Selon des informations rapportées par Reuters, les rumeurs évoquant un prix de 257 dollars la tonne n’ont pas été confirmées, tandis que les volumes achetés restent à ce stade des estimations préliminaires.
Les opérateurs estiment que l’Algérie aurait acquis plusieurs centaines de milliers de tonnes, avec une reprise attendue des négociations mercredi après leur suspension à l’heure de l’iftar durant le mois de Ramadan.
L’Algérie s’approvisionne auprès d’origines optionnelles, mais les traders ont de nouveau exclu le blé français, anticipant qu’une part importante proviendrait de la région de la mer Noire.
Cette opération intervient dans un contexte de tensions diplomatiques entre Alger et Paris, qui ont entraîné un quasi-arrêt des ventes de blé français vers l’Algérie depuis la mi-2024.
L’appel d’offres prévoit des expéditions en trois périodes : du 16 au 30 avril, du 1er au 15 mai et du 16 au 31 mai, avec un délai supplémentaire d’un mois avant expédition pour les cargaisons en provenance d’Amérique du Sud ou d’Australie.

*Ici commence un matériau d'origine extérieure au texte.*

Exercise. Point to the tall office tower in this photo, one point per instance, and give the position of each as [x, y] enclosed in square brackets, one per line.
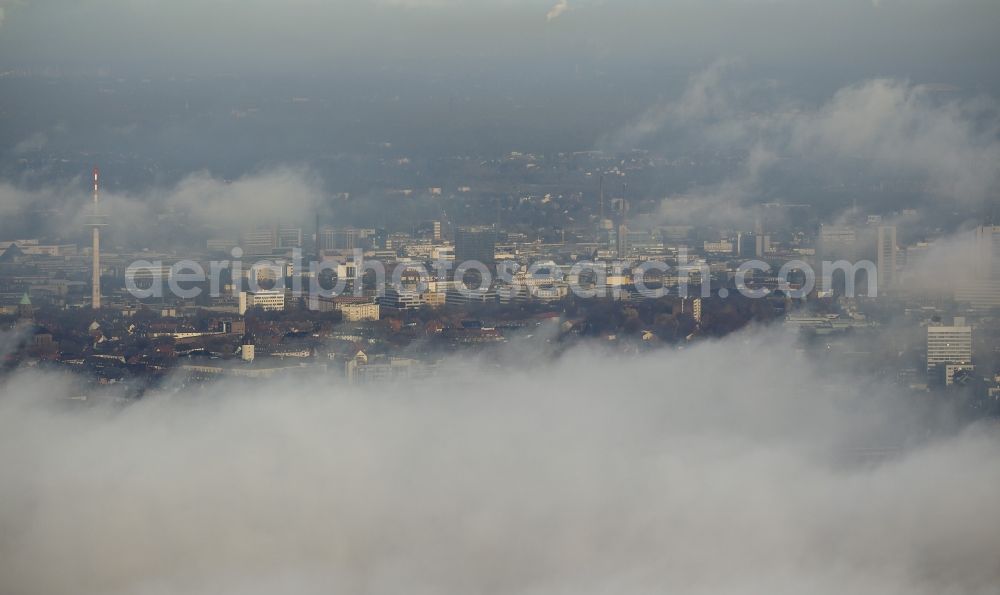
[475, 243]
[96, 223]
[949, 348]
[988, 251]
[623, 244]
[887, 257]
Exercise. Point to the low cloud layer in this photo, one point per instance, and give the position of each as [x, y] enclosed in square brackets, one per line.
[596, 474]
[930, 134]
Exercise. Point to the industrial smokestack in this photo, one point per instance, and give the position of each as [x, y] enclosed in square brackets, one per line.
[96, 223]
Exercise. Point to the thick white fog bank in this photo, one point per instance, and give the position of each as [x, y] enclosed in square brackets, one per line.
[730, 467]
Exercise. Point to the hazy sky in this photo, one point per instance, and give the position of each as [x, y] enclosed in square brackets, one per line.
[928, 40]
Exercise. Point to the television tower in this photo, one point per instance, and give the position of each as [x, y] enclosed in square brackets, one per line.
[96, 223]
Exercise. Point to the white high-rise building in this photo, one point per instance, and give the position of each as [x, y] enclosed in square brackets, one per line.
[949, 346]
[266, 300]
[887, 257]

Ces données reflètent les estimations des opérateurs, des chiffres définitifs concernant les prix et les quantités pouvant être publiés ultérieurement.

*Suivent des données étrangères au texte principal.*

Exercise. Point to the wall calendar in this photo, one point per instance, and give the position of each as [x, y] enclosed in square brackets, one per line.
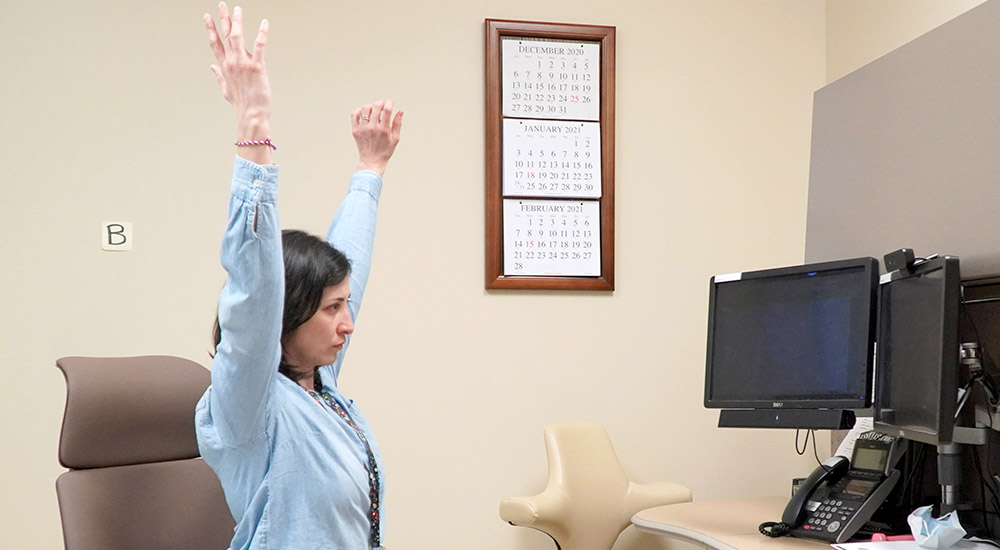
[549, 155]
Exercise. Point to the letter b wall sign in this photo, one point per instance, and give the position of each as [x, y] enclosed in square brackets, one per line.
[116, 236]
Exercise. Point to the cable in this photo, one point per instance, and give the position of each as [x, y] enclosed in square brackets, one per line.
[774, 529]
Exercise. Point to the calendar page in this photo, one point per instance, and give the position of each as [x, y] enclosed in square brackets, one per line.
[550, 158]
[551, 237]
[551, 79]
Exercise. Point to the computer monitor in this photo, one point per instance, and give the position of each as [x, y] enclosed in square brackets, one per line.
[792, 347]
[916, 386]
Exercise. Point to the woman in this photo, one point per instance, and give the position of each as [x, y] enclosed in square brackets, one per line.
[297, 460]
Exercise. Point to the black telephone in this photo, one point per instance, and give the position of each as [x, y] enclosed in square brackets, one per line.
[840, 496]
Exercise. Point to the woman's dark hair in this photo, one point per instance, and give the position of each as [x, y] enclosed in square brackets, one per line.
[311, 265]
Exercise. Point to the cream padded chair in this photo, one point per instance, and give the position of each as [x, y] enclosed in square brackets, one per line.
[589, 500]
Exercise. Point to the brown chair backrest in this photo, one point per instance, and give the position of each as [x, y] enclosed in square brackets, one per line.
[128, 438]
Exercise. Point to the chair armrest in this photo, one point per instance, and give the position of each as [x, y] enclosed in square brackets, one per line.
[642, 496]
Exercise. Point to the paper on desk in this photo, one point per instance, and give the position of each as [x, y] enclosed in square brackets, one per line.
[861, 425]
[964, 544]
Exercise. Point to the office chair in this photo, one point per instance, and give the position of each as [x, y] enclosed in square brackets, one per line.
[135, 478]
[589, 500]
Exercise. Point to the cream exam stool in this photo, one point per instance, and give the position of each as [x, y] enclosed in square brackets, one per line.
[589, 500]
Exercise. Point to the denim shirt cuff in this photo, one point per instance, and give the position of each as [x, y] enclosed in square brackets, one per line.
[367, 181]
[255, 182]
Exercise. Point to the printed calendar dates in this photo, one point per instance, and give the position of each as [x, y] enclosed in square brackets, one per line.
[549, 155]
[547, 158]
[551, 237]
[551, 79]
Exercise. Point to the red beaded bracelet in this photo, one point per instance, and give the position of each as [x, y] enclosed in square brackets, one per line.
[264, 142]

À noter que l’Algérie avait déjà acquis, lors d’un appel d’offres en janvier, environ 600 000 tonnes à un prix proche de 254 dollars la tonne, coût et fret inclus.
Par ailleurs, un précédent rapport du United States Department of Agriculture prévoit une amélioration de la production de blé en Algérie pour la campagne 2025–2026.
Selon le rapport du ministère américain de l’Agriculture, le rendement moyen devrait atteindre 17,8 quintaux par hectare, soit une hausse de 1,1 quintal par rapport à la saison précédente.
La production totale est ainsi attendue à 3,2 millions de tonnes, en progression de 200 000 tonnes par rapport à la campagne 2024–2025, et de 500 000 tonnes comparativement à celle de 2023–2024.